Abstract
Reduced-Order Models and Data-Driven Digital Twin Mathematical Representations and Real-Time Optimization Abstract digital twins offer a way of real-time monitoring, control and optimization of a physical asset, hence transforming technologies in cyber-physical systems (CPS). By merging mathematical modelling, reduced-order, and data-driven modelling approaches, this work addresses how CPS digital twins might be more efficient and accurate. Complex physical systems are captured using ROMs, which also help to preserve significant dynamics by lowering computation. Using data gathered on real-world systems, machine-learning and other statistical methods are utilized to enhance these models to maintain the digital twin updated with the actual system. Combined with data-driven approaches, ROM makes real-time optimization conceivable in which parameters of the system are continuously modified to acquire optimal system performance under evolving conditions. For industries including manufacturing, energy, and transportation where real-time judgments are required, this is particularly helpful. The paper offers analysis of how such integrated models developed, their uses in CPS, some of the difficulties these models offer for the future and chances for improvement. These contributions comprise building data-driven physics-based digital twins using libraries of component-based RMIs and leveraging parallel reduced-order modelling for high-performance computing pipelines. Proceeding toward more accurate, scalable, and efficient digital twin to support industry and smart manufacturing.
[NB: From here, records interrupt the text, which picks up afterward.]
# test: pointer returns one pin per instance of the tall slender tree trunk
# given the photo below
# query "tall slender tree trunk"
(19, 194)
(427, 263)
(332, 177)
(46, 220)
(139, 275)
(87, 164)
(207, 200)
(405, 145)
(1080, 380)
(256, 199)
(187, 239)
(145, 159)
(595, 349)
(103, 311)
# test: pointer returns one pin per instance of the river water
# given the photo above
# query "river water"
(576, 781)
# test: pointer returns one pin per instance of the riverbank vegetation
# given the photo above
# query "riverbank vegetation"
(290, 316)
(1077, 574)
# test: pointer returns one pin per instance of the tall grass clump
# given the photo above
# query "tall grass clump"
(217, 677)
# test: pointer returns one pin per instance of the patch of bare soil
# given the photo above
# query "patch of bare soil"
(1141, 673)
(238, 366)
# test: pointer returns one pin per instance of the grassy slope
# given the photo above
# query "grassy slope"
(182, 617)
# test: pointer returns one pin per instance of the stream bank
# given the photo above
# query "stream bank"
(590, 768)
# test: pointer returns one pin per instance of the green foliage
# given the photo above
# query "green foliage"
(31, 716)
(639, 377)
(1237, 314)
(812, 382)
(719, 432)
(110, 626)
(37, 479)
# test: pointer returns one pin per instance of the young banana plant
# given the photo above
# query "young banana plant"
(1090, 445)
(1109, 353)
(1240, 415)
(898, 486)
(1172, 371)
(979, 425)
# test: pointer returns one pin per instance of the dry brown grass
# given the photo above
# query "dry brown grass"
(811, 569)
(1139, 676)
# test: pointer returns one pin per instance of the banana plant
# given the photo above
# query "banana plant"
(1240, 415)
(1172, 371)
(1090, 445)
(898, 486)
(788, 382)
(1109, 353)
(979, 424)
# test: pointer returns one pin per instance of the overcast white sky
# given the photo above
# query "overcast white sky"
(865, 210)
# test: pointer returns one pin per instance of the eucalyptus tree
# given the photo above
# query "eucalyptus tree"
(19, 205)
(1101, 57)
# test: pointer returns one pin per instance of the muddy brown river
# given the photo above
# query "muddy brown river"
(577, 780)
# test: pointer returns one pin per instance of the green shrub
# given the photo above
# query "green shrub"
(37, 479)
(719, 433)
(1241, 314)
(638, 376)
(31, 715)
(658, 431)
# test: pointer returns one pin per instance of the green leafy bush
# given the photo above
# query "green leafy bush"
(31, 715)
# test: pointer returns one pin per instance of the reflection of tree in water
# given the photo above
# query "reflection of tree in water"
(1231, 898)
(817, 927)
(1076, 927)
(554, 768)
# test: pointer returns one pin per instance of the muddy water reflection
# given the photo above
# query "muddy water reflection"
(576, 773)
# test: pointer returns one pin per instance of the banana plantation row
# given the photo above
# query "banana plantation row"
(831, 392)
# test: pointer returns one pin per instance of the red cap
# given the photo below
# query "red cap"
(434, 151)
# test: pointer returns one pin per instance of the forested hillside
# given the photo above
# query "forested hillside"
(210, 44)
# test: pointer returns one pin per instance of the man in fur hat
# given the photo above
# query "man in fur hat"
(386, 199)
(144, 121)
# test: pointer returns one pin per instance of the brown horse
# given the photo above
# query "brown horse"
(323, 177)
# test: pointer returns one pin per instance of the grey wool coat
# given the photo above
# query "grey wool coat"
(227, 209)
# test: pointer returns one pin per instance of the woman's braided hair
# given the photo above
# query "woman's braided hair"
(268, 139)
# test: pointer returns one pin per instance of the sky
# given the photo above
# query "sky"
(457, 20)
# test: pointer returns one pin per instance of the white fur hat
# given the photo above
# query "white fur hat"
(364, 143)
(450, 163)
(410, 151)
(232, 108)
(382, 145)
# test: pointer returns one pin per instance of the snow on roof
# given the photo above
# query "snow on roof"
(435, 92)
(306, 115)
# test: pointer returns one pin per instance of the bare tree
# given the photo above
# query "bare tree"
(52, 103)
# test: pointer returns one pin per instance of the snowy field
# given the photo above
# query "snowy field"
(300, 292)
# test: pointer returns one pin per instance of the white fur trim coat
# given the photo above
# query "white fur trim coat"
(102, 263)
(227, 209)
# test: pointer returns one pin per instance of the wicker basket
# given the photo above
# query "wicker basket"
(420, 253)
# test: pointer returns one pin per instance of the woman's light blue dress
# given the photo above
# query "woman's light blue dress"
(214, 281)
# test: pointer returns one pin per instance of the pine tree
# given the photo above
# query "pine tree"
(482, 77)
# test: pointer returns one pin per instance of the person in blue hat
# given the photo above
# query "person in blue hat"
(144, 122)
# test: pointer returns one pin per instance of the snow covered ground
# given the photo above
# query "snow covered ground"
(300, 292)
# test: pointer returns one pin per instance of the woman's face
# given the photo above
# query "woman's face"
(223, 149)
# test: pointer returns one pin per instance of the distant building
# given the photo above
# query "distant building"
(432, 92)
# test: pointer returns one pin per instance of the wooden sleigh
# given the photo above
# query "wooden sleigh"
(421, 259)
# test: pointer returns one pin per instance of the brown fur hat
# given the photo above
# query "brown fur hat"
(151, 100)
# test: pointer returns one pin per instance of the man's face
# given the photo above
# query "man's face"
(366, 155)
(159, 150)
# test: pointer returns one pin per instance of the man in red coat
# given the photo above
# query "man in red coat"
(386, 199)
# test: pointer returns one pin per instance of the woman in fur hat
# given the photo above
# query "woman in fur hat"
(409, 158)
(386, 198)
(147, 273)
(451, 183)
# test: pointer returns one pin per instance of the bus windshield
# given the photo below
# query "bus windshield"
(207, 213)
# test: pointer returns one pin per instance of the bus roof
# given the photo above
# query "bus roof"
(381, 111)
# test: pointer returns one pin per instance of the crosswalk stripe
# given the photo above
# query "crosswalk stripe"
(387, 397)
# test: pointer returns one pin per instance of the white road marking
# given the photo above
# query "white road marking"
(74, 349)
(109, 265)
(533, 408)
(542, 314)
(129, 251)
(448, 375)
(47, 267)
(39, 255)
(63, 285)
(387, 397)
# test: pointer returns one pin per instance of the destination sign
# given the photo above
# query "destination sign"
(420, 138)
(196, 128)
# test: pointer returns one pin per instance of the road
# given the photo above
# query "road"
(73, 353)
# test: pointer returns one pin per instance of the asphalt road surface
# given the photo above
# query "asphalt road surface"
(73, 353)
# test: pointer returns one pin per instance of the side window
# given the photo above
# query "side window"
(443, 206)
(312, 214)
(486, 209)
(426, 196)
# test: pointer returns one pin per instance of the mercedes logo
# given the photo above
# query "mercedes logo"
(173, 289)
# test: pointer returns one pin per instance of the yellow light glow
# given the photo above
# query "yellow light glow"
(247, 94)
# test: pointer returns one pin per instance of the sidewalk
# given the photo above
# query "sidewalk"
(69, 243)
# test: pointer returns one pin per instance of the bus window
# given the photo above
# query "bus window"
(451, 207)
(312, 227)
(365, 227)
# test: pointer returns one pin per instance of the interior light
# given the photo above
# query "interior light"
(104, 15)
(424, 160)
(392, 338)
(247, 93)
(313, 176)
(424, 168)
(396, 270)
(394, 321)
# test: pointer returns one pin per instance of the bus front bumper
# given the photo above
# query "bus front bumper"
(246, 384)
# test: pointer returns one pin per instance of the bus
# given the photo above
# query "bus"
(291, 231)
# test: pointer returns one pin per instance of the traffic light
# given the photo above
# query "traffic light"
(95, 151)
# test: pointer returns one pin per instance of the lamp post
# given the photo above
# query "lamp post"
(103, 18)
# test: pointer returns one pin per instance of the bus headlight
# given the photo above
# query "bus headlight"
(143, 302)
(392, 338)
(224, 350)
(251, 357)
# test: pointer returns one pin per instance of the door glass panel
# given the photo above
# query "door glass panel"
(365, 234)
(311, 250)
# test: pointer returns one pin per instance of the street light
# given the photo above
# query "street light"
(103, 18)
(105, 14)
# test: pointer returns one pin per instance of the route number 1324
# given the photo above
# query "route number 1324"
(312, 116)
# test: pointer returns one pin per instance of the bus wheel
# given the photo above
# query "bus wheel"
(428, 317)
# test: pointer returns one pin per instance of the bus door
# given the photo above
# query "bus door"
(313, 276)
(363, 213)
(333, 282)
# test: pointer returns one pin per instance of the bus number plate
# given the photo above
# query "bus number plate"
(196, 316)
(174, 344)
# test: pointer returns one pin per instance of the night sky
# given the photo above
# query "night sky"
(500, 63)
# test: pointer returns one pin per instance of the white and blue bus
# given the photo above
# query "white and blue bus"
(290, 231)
Keywords: reduced-order modeling (ROM), machine learning, real-time optimization, component-based modeling, healthcare analytics, predictive modeling, data-driven methods
Introduction
Rising complexity of Cyber-Physical Systems (CPS) and Industry 4.0 need for the creation of more sophisticated tools for system modelling, control, and optimization. One of the most creative of these is the Digital Twin (DT), a digital, real-time representation of a physical system that develops alongside its real equivalent. Digital twins enable predictive maintenance, process optimization, and fault identification by replicating physical activities under different running environments.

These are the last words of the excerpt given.